Tabagisme actif voire passif en tant que facteur de risque du cancer du sein

Plusieurs études expérimentales avaient montré que des substances toxiques issues de la fumée de cigarettes étaient susceptibles d’induire des tumeurs mammaires. Cette relation semblait confortée par la détection de mutations spécifiques du gène de la p53 dans le tissu mammaire de fumeuses. Les études épidémiologiques publiées jusque là ne retrouvaient pas d’association précise et l’alcool semblait être un facteur confondant essentiel.

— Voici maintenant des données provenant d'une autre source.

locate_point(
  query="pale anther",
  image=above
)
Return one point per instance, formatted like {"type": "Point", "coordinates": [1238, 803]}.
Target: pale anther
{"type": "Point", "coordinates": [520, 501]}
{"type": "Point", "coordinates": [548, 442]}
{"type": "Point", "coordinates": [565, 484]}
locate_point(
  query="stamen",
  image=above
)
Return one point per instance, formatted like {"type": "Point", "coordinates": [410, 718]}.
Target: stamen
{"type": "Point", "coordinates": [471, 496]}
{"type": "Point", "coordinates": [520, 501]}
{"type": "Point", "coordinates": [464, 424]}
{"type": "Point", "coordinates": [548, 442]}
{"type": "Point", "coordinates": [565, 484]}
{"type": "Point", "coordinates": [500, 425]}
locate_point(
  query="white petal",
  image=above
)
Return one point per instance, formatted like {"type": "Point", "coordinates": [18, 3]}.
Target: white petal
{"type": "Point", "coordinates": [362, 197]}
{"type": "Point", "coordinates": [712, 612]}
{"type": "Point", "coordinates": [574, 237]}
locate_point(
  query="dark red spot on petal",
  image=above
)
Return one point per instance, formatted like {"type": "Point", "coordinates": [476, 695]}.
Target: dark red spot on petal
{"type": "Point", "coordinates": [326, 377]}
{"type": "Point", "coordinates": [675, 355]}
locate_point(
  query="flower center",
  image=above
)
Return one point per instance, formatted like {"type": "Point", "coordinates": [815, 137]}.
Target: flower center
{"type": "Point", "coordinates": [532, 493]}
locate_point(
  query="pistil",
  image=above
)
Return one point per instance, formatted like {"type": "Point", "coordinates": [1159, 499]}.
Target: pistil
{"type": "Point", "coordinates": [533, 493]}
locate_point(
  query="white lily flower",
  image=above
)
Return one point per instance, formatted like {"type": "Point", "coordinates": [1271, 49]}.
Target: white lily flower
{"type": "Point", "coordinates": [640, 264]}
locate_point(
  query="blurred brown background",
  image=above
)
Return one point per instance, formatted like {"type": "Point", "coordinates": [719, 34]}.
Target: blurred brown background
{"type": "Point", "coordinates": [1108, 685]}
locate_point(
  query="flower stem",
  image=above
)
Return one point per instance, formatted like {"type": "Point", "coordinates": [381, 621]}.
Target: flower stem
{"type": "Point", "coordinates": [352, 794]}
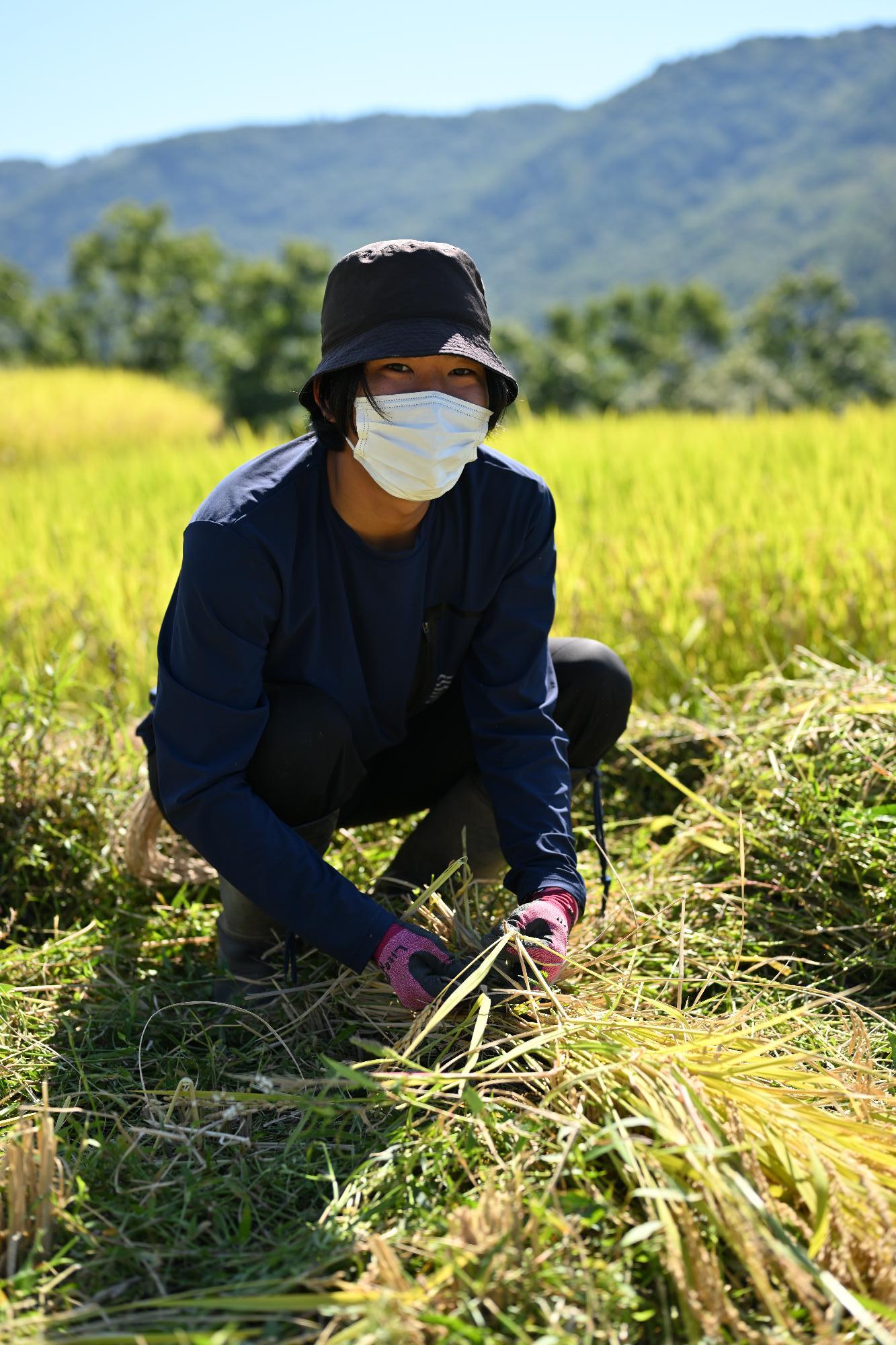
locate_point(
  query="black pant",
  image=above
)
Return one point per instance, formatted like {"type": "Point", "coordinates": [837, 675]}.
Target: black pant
{"type": "Point", "coordinates": [306, 765]}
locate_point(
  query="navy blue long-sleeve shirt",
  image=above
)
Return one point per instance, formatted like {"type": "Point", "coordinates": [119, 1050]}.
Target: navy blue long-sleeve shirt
{"type": "Point", "coordinates": [275, 586]}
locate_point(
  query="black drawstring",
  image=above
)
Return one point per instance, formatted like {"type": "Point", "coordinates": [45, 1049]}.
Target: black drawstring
{"type": "Point", "coordinates": [594, 775]}
{"type": "Point", "coordinates": [290, 957]}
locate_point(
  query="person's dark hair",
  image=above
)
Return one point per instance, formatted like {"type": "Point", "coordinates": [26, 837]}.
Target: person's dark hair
{"type": "Point", "coordinates": [341, 387]}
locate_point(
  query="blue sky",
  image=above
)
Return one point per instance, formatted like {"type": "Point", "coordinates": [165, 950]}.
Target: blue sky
{"type": "Point", "coordinates": [84, 79]}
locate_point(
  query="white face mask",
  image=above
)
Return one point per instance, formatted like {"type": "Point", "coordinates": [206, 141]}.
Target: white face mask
{"type": "Point", "coordinates": [421, 443]}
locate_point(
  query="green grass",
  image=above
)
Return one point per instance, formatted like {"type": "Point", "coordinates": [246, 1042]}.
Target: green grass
{"type": "Point", "coordinates": [692, 1140]}
{"type": "Point", "coordinates": [724, 1038]}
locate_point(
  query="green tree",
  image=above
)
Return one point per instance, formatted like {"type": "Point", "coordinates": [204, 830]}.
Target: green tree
{"type": "Point", "coordinates": [266, 340]}
{"type": "Point", "coordinates": [15, 313]}
{"type": "Point", "coordinates": [803, 328]}
{"type": "Point", "coordinates": [139, 293]}
{"type": "Point", "coordinates": [630, 349]}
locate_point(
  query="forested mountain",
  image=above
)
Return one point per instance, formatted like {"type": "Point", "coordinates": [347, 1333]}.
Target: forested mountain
{"type": "Point", "coordinates": [771, 155]}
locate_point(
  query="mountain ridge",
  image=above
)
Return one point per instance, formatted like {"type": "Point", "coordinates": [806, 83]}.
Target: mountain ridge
{"type": "Point", "coordinates": [768, 155]}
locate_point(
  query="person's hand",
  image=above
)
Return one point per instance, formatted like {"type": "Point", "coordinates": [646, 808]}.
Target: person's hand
{"type": "Point", "coordinates": [417, 965]}
{"type": "Point", "coordinates": [549, 918]}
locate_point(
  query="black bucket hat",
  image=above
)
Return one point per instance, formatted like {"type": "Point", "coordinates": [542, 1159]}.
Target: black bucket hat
{"type": "Point", "coordinates": [404, 298]}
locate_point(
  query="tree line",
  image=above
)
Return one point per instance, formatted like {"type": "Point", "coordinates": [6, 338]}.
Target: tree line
{"type": "Point", "coordinates": [247, 330]}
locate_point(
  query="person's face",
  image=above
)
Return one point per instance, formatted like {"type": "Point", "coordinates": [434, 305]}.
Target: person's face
{"type": "Point", "coordinates": [452, 375]}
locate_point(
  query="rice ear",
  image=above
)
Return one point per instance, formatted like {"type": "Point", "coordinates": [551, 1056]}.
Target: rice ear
{"type": "Point", "coordinates": [150, 851]}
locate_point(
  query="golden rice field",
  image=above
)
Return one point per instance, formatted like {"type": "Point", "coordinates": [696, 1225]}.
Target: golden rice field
{"type": "Point", "coordinates": [689, 1139]}
{"type": "Point", "coordinates": [697, 547]}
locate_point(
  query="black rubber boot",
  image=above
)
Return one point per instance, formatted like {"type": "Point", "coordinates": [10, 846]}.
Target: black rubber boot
{"type": "Point", "coordinates": [247, 935]}
{"type": "Point", "coordinates": [436, 841]}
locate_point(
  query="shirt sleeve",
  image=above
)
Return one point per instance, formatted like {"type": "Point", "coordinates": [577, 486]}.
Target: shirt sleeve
{"type": "Point", "coordinates": [209, 716]}
{"type": "Point", "coordinates": [510, 692]}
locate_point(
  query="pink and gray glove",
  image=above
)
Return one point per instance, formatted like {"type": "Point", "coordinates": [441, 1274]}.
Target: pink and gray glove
{"type": "Point", "coordinates": [549, 917]}
{"type": "Point", "coordinates": [417, 965]}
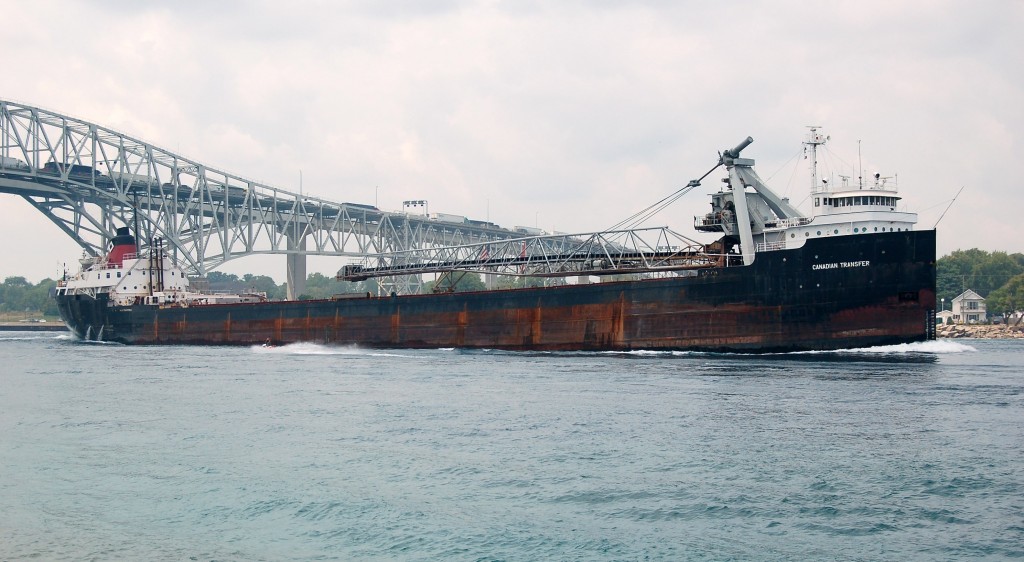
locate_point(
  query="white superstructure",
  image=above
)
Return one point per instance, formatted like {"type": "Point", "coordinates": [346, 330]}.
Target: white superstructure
{"type": "Point", "coordinates": [775, 224]}
{"type": "Point", "coordinates": [151, 279]}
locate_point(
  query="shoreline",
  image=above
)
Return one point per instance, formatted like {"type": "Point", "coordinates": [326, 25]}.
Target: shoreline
{"type": "Point", "coordinates": [994, 332]}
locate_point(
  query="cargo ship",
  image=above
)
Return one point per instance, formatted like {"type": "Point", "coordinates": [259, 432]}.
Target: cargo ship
{"type": "Point", "coordinates": [853, 273]}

Des analyses plus récentes mettaient en évidence le rôle du tabac, indépendamment de l’alcool, notamment pour le tabagisme de longue durée et débuté précocement. Le tabagisme passif, quant à lui, avait été incriminé principalement sur le risque de cancer avant la ménopause et cela pour les femmes les plus lourdement exposées.

Les auteurs rapportent ici les données issues de l’étude WHI qui comportait un questionnaire très détaillé du tabagisme actif et passif. Dans cette étude d’observation, 3520 cas de cancers invasifs du sein ont été diagnostiqués durant une moyenne de 10,3 années de suivi.

Les anciennes fumeuses avaient un risque de cancer augmenté de 9% par rapport à celles n’ayant jamais fumé. Ce risque était accru de 16% chez les fumeuses qui fumaient encore lors du diagnostic: le risque était d’autant plus élevé que le tabagisme avait débuté tôt, était important et ancien. Cet accroissement du risque persistait jusqu’à 20 ans après l’arrêt du tabac, avec une risque progressivement décroissant.

Parmi les non fumeuses victimes d’un tabagisme passif, seules les femmes les plus exposées (plus de 10 ans durant l’enfance, plus de 20 ans au sein leur vie familiale et plus de 10 ans au cours de leur vie professionnelle) voyaient leur risque de cancer du sein augmenté de 32% comparativement à celles non soumises à ce facteur. Il ne semblait pas exister de relation dose-réponse dans ce cadre.

Une tendance, cependant non significative, apparaissait avec une augmentation des cancers de type lobulaires et des cancers hormono-dépendants chez les fumeuses (RE+ et RP+).

Ces résultats sont concordants avec ceux d’autres études récentes rapportant un risque augmenté de 20 à 50% d’autant que le tabagisme initié tôt (avant la première grossesse) est ancien et intense.

L’association tabac-cancer du sein est biologiquement plausible surtout quand l’exposition a lieu durant certaines périodes « critiques » : principalement la période depuis la puberté jusqu’à la première grossesse menée à terme qui permet aux cellules épithéliales mammaires d’achever leur différenciation. Des modèles animaux ont bien montré la sensibilité particulière du tissu mammaire à l’exposition de carcinogènes entre la puberté et la première grossesse menée à terme. Chez la femme adulte, on retrouve un risque accru de cancer du sein lorsque la glande a été soumise à des irradiations durant la période post-pubertaire.

Ces données confirment la nocivité du tabagisme avec un impact sur le risque carcinologique mammaire, surtout s’il est débuté précocement après la puberté, période de particulière fragilité du tissu glandulaire mammaire, et poursuivi longtemps.

J Luo, K Margolis, J Wactawski-Wende, K Hom, C Messna, M Stefanick, H Tindle, E Tong, T Rohan. Association of active and passive smoking with risk of breast cancer among postmenopausal women: a prospective cohort study. BMJ 2011;342:d1016.